Abstract Lattice oxygen‐mediated mechanism of oxygen evolution reaction can overcome the scaling relations‐induced limitations imposed by conventional adsorption evolution mechanism, but faces challenges in maximizing activation of lattice oxygen species. The flexible structure of three‐phase heterostructured catalysts provides the possibility for high‐performance electrocatalysis, yet still face the bottleneck of synthesis difficulty and insufficient regulation. Herein, a facile quenching route is proposed for the synthesis of core‐shell catalysts, and the influence mechanism of three‐phase heterostructure on quenching engineering is elucidated. High‐temperature LaNiO 3 nanoparticles are quenched in FeSO 4 solution to construct a LaNiO 3 /Fe(OH) 3 core‐shell structure by inducing rapid hydrolysis of Fe 2+ . The differential thermal expansion coefficient between LaNiO 3 and Fe 2 O 3 , as well as the three‐phase interfaces composed of core‐shell structure and amorphous/crystalline phases in Fe 2 O 3 shell, result in significant surface/interface regulation for LaNiO 3 /Fe 2 O 3 core‐shell catalysts during re‐quenching in Co(NO 3 ) 2 solution, including richer lattice distortion and defects, and more heteroatom doping.

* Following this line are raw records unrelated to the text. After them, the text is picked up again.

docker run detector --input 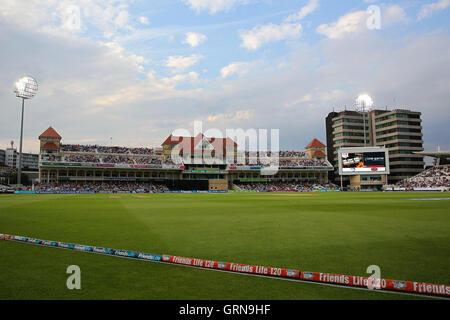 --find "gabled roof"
[162,133,237,153]
[306,139,325,149]
[42,142,58,149]
[39,127,62,139]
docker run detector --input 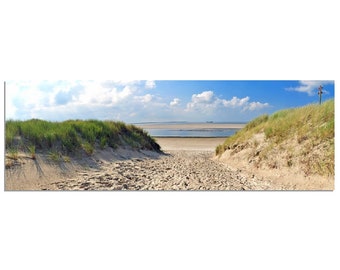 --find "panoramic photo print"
[3,80,335,191]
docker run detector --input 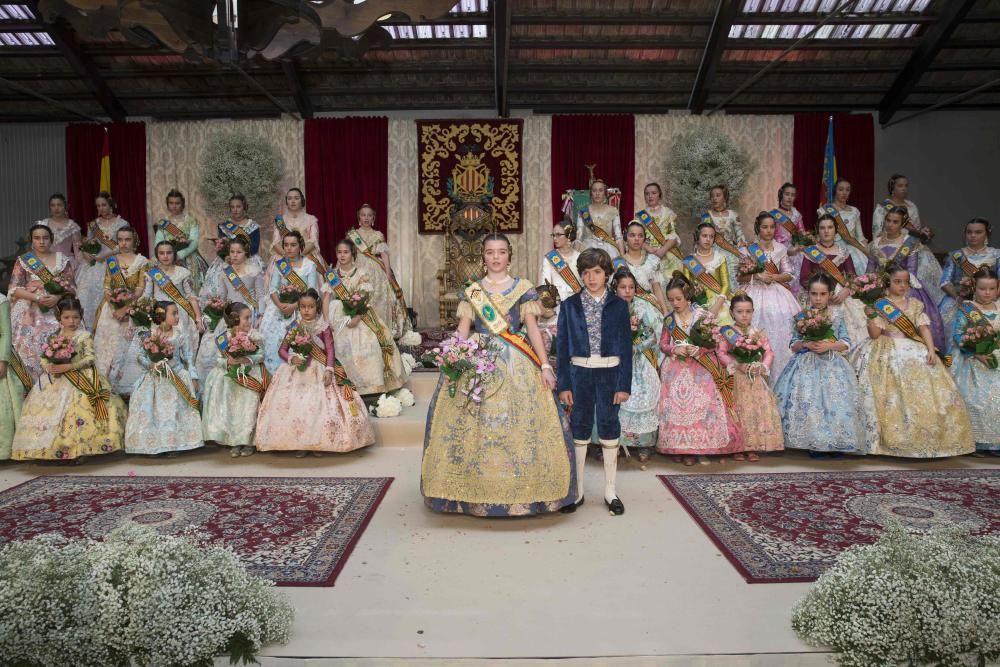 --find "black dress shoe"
[559,496,583,514]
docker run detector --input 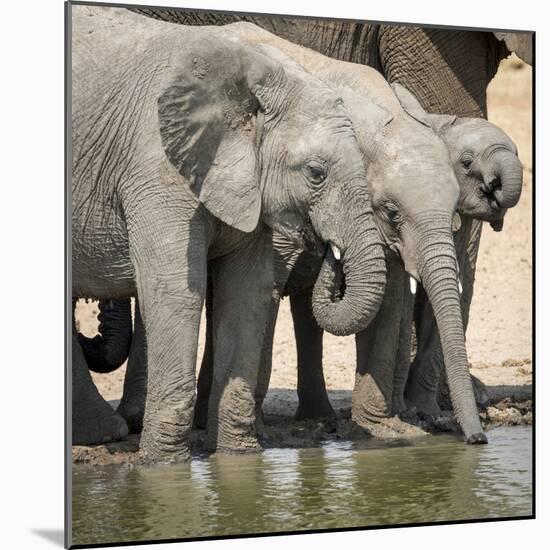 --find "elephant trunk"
[78,299,132,373]
[312,190,386,336]
[416,216,487,443]
[486,150,523,209]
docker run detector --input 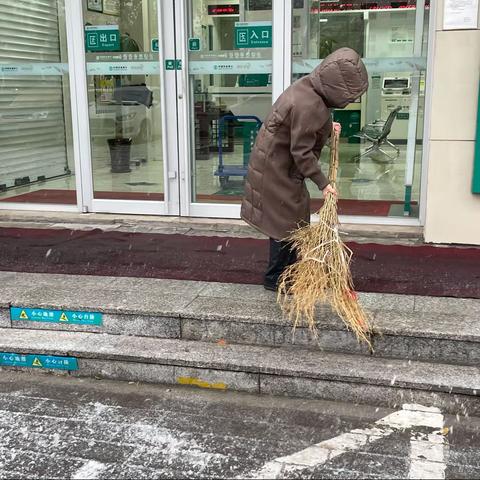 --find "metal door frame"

The derived three‐phase heterostructured catalysts exhibit significantly improved oxygen electrocatalytic activity with lattice oxygen participation, and the assembled liquid zinc–air batteries show excellent output power density and cycling performance. Our finding provides important insights into the synthesis of three‐phase heterostructured catalysts and the regulation of heterogeneous interfaces through quenching engineering.